Defined in awkward.operations.ak_mean on line 23.

ak.mean(x, weight=None, axis=None, *, keepdims=False, mask_identity=False, highlevel=True, behavior=None, attrs=None)#
  • x – The data on which to compute the mean (anything ak.to_layout recognizes).

  • weight – Data that can be broadcasted to x to give each value a weight. Weighting values equally is the same as no weights; weighting some values higher increases the significance of those values. Weights can be zero or negative.

  • axis (None or int) – If None, combine all values from the array into a single scalar result; if an int, group by that axis: 0 is the outermost, 1 is the first level of nested lists, etc., and negative axis counts from the innermost: -1 is the innermost, -2 is the next level up, etc.

  • keepdims (bool) – If False, this function decreases the number of dimensions by 1; if True, the output values are wrapped in a new length-1 dimension so that the result of this operation may be broadcasted with the original array.

  • mask_identity (bool) – If True, the application of this function on empty lists results in None (an option type); otherwise, the calculation is followed through with the reducers’ identities, usually resulting in floating-point nan.

  • highlevel (bool) – If True, return an ak.Array; otherwise, return a low-level ak.contents.Content subclass.

  • behavior (None or dict) – Custom ak.behavior for the output array, if high-level.

  • attrs (None or dict) – Custom attributes for the output array, if high-level.
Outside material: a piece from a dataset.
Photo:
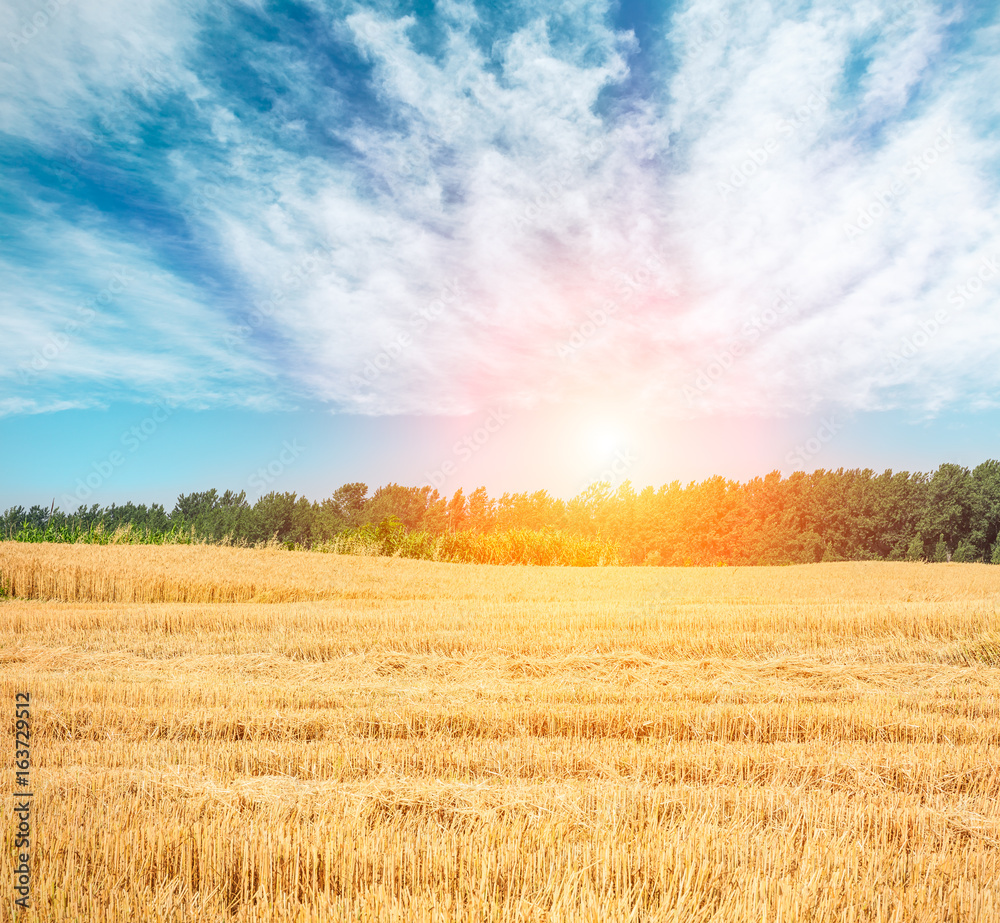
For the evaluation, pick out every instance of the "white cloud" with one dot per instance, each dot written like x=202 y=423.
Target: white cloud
x=749 y=169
Computes the mean in each group of elements from x (many types supported, including all Awkward Arrays and Records). The grouping is performed the same way as for reducers, though this operation is not a reducer and has no identity. It is the same as NumPy’s mean if all lists at a given dimension have the same length and no None values, but it generalizes to cases where they do not.

Passing all arguments to the reducers, the mean is calculated as

ak.sum(x*weight) / ak.sum(weight)

For example, with an array like

>>> array = ak.Array([[0, 1, 2, 3],
                      [          ],
                      [4, 5      ]])

The mean of the innermost lists is

>>> ak.mean(array, axis=-1)
<Array [1.5, nan, 4.5] type='3 * float64'>

because there are three lists, the first has mean 1.5, the second is empty, and the third has mean 4.5.

The mean of the outermost lists is

>>> ak.mean(array, axis=0)
<Array [2, 3, 2, 3] type='4 * float64'>

because the longest list has length 4, the mean of 0 and 4 is 2.0, the mean of 1 and 5 is 3.0, the mean of 2 (by itself) is 2.0, and the mean of 3 (by itself) is 3.0. This follows the same grouping behavior as reducers.

See ak.sum for a complete description of handling nested lists and missing values (None) in reducers.